The following rule will alert if the newly introduced code ("diff: add") matches the given regex ((WebSocket|\.listen\(|http\.request|socket\.io).*
) except if it matches EventListener\.
. The rule will only check code if the file name matches .*\.(hx|js)$
(hs or js file extension).
--- #!js_network_listen
extends: base
diff: add
line:
- match: (WebSocket|\.listen\(|http\.request|socket\.io).*
- except: EventListener\.
file:
- match: .*\.(hx|js)$
The following rule will alert if there were any changes within any method (line starts with "def") containing the string "auth" or "login" in any .py file except those which's filename contain the string "test":
extends: base
diff: any
line:
- match: \s+def.*(auth|login).*
file:
- match: .*\.py$
- except: .*test.*
To detect possibly exploitable XSS attacks it is important to know if the matching line is within a script tag or not. The reason is simple: some frameworks do decent job in escaping strings in template files, however within a script tag the default escaping might not be enough. The following rule will alert if the added line contains {{SOMETHING except urlencode}}. In django the double curly brackets refer to a template variable, which if comes from a user supplied input proper escaping would be cruicial:
--- #!django_inscripttags
extends: base
diff: add
line:
- match: "{{((?!urlencode).)+}}"
inscripttag: true
This file is used to store the status between each run so Repoguard knows which commits to check and does not alert on the same change twice.
[project dir]
\- core (core files)
\- etc (configuration files)
\- rules (rule files)
\- tests (unit tests)
\- repoguard.py (repoguard executable)
\- repominer.py (repominer executable)
\- guardserver (the repoguard UI and backend API)
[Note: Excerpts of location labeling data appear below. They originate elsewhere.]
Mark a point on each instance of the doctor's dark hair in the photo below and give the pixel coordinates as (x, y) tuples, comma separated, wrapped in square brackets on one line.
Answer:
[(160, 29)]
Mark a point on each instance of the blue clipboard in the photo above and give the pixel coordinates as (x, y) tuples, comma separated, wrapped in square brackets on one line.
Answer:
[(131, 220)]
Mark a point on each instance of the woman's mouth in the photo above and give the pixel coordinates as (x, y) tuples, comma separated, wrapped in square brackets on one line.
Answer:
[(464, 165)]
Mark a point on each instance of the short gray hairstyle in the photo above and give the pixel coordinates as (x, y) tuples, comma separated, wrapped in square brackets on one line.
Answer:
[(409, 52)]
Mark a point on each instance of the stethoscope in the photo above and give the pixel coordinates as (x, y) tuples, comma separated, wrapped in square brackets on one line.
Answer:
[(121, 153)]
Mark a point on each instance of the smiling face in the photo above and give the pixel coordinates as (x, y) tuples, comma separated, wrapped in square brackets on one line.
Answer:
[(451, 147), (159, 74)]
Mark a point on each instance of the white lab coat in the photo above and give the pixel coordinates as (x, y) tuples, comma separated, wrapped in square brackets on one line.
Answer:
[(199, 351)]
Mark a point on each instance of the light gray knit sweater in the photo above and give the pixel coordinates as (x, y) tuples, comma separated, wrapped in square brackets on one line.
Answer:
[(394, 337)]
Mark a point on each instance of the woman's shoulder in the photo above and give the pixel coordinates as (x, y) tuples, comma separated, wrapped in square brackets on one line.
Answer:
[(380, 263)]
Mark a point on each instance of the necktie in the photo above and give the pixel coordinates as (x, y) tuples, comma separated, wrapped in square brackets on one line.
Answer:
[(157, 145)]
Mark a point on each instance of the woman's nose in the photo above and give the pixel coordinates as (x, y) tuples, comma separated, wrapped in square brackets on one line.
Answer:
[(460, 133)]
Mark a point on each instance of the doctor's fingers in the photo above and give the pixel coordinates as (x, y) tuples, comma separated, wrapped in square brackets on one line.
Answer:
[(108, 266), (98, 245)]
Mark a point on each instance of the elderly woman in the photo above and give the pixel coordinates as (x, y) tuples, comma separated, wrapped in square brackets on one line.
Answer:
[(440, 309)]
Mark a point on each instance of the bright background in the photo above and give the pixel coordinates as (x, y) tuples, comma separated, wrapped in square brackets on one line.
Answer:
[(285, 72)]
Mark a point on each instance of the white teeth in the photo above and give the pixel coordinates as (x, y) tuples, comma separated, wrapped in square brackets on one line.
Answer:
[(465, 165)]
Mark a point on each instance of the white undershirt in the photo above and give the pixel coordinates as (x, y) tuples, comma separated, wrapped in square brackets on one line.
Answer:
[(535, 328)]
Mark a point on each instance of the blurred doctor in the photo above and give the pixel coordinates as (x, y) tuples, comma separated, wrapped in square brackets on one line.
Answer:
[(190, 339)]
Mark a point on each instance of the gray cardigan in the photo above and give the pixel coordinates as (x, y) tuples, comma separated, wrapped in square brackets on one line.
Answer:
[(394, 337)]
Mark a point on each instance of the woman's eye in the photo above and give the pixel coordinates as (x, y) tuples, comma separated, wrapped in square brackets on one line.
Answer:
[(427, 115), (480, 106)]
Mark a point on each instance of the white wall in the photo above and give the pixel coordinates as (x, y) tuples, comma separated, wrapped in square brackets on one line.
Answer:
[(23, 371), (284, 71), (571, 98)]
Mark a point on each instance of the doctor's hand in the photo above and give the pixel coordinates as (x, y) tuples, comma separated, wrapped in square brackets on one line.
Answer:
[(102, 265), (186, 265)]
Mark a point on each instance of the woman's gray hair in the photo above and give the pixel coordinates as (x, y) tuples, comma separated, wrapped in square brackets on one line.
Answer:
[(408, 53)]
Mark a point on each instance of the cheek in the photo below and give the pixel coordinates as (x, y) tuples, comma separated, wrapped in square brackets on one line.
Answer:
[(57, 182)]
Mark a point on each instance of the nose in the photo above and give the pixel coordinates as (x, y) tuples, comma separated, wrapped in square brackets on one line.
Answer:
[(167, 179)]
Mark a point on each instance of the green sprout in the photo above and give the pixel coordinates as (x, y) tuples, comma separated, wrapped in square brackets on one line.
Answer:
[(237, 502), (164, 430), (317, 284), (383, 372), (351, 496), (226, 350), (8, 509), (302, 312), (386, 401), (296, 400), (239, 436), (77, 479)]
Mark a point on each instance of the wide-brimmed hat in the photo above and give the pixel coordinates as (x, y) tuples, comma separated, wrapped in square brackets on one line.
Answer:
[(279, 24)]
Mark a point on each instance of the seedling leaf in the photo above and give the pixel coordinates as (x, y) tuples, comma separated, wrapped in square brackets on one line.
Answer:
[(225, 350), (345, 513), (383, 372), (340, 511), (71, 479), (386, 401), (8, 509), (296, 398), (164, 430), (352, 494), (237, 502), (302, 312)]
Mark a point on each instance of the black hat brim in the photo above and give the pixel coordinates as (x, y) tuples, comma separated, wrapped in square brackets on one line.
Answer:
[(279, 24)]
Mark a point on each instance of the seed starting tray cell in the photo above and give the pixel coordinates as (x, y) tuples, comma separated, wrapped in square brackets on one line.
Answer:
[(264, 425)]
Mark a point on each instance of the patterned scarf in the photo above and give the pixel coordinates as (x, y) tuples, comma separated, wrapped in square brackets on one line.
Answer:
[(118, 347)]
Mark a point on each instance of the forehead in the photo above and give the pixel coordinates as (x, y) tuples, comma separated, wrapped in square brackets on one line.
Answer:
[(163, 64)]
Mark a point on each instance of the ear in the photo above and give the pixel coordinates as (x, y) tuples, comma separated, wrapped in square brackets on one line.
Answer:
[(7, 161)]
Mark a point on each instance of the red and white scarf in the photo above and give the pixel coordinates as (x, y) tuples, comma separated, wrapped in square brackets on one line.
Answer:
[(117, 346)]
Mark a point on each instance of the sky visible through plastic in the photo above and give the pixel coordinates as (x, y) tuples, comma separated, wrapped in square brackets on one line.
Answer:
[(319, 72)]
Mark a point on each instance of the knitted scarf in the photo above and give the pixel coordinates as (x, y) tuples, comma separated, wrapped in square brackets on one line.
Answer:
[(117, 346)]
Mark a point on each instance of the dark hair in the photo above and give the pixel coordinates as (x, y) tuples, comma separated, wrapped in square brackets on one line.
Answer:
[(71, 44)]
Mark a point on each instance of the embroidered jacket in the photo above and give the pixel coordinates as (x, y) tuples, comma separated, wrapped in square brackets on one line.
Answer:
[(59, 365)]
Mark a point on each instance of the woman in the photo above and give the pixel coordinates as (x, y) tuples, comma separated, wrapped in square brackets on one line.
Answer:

We run it periodically every 10 minutes and also every hour with the --refresh
option (which fetches new repositories
from Github). The alerts are sent to ElasticSearch and then an internal tool creates Trac tickets from them but
for a long time we received the alerts via email which was a feasible workflow as well.
Extend or fine-tune the ruleset, improve the code or the documentation and send a pull request! Tests are highly appreciated.